U.S. home prices post decline
A key gauge of home values in the nation's largest cities fell in December to its lowest level since the start of the housing crisis in mid-2006.
Although a bottom in home prices doesn’t appear imminent, several economists pointed to small improvements in the housing market -- including upticks in sales and new construction -- that could support a recovery.
Home values in big U.S. cities have fallen to their lowest levels since the start of the housing bust, but cheap prices could draw in new buyers and bolster the chances of recovery, economists say.
A key gauge of home values in the nation's largest cities fell in December to
its lowest level since the start of the housing crisis in mid-2006 — the latest
evidence that real estate prices remain in a funk.
The Standard & Poor's/Case-Shiller index of 20 American cities, released
Tuesday, fell 1.1% in December from November and 4% from December 2010. Eighteen
out of the 20 cities tracked by the index posted declines while Atlanta, Las
Vegas, Seattle and Tampa,
Fla., saw average home prices hit new lows.
Although a bottom in prices doesn't appear imminent, several economists
pointed to small improvements in the housing market — including upticks in sales
and new construction — that will start to support a recovery.
In addition, they say, values aren't in a free fall similar to the one that
emerged after the subprime mortgage crisis and credit crunch of 2007. The drop
in prices is largely because of foreclosures, economists said, which continue to
ravage certain hard-hit neighborhoods while places with fewer distressed sales
improve.
"If you are not in a neighborhood where foreclosures are a big problem, it's
very likely that home prices are not dropping," said Patrick Newport, U.S.
economist for IHS Global Insight. "They are stabilizing or rising."
Celia Chen, a housing economist at Moody's
Analytics, drew the distinction between a recovery in home sales and new
construction, which appears to have begun, and an improvement in prices, which
remains elusive and will probably continue to remain so through much of the
year.
"Enough homes are in the foreclosure pipeline to keep house prices falling
through much of this year," Chen said.
There are other indicators that may support a housing recovery, including
increased household growth, record-high affordability, a tighter supply of homes
on the market, low interest rates, a pickup in sales of previously owned homes
and an increase in the number new units started by builders.
Housing remains road-blocked by persistent unemployment, the sheer number of
foreclosures, the difficulties buyers are having securing mortgages and the
large share of homes underwater, in which the owners owe more than the homes are
worth.
"In terms of prices, the housing market ended 2011 on a very disappointing
note," said David M. Blitzer, chairman of the index committee at S&P
Indices. "While we thought we saw some signs of stabilization in the middle of
2011, it appears that neither the economy nor consumer confidence was strong
enough to move the market in a positive direction as the year ended."
All the California cities in the index posted declines from the previous
month.
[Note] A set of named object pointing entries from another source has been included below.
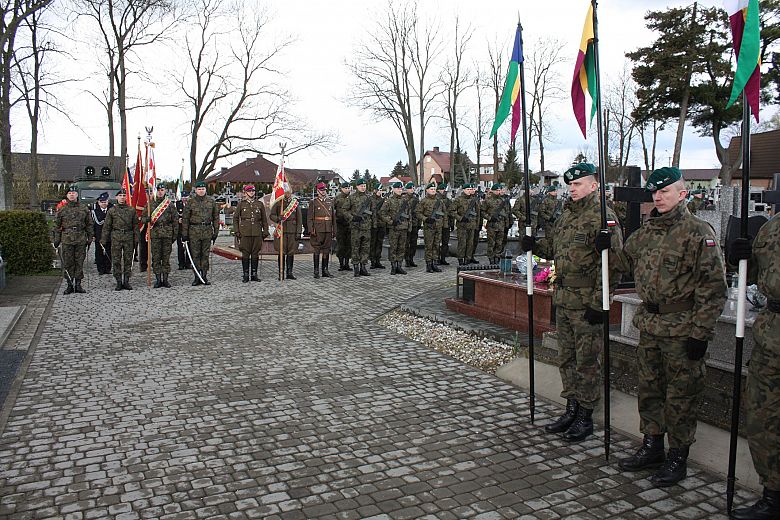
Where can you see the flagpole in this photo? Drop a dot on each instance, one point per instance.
(528, 231)
(741, 307)
(604, 229)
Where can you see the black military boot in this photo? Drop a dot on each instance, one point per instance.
(290, 259)
(675, 468)
(564, 421)
(325, 262)
(245, 270)
(649, 455)
(767, 508)
(582, 427)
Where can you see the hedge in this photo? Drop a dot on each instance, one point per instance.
(25, 242)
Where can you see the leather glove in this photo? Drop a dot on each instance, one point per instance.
(740, 249)
(593, 316)
(603, 240)
(695, 348)
(527, 243)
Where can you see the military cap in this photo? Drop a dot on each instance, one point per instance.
(578, 171)
(662, 177)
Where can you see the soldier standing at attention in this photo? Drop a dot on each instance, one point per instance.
(343, 235)
(678, 269)
(289, 220)
(73, 230)
(378, 230)
(102, 254)
(395, 214)
(200, 228)
(250, 226)
(577, 297)
(496, 212)
(430, 211)
(321, 219)
(446, 224)
(121, 231)
(465, 212)
(414, 225)
(359, 213)
(763, 382)
(163, 224)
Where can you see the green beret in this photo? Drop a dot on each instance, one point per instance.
(578, 171)
(662, 177)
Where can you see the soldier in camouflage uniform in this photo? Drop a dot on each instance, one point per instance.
(497, 212)
(396, 216)
(359, 213)
(73, 230)
(378, 230)
(343, 234)
(465, 212)
(200, 228)
(678, 269)
(121, 231)
(578, 296)
(763, 382)
(414, 225)
(250, 226)
(430, 211)
(164, 222)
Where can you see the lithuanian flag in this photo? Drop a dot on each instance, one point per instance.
(585, 74)
(510, 99)
(746, 31)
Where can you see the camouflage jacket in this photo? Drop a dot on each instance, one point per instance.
(395, 212)
(430, 207)
(675, 258)
(200, 213)
(121, 225)
(167, 224)
(465, 211)
(359, 204)
(73, 224)
(577, 263)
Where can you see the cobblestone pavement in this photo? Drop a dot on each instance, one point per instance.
(286, 400)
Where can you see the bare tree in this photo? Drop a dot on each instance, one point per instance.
(233, 100)
(14, 13)
(456, 79)
(545, 88)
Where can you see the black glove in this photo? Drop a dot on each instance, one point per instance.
(593, 316)
(527, 243)
(603, 240)
(740, 249)
(696, 348)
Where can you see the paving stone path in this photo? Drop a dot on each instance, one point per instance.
(283, 401)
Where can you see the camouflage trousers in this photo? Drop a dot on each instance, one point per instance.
(73, 256)
(466, 242)
(670, 389)
(580, 345)
(398, 241)
(361, 242)
(763, 400)
(377, 242)
(161, 255)
(122, 257)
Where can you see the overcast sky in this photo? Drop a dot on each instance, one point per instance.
(328, 32)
Los Angeles, San Diego and San Francisco fell 1.1%, 0.7% and 0.8%,
respectively. Only two metro areas posted monthly gains: Miami, up 0.2%, and
Phoenix, up 0.8%.
A separate, national index published quarterly by S&P Case Shiller fell
3.8% during the fourth quarter of 2011 and was down 4% compared with the fourth
quarter of 2010.
Investors shrugged off the news of a new housing-price low and pushed U.S.
stocks higher. The Dow Jones industrial average extended its recent gains to
close past the 13,000 mark for the first time in four years.
"Although the rate at which house prices are falling accelerated at the end
of last year, it may only be a few more months before the decline seen over the
last five years comes to an end," said Paul Dales, senior U.S. economist at
Capital Economics. "We expect prices will be broadly unchanged this year and
maybe next."
The severity and length of the housing depression — now more than five years
in the offing — has surprised forecasters. Warren
Buffett, the billionaire investor, said over the weekend that he had been
"dead wrong" predicting that a recovery in housing would have begun by now.
But even the biggest pessimists have softened their outlooks. Robert Shiller,
a professor at Yale University and co-creator of the index who raised eyebrows
last year with comments that home prices could experience severe declines, said
Tuesday that his outlook had grown slightly more optimistic.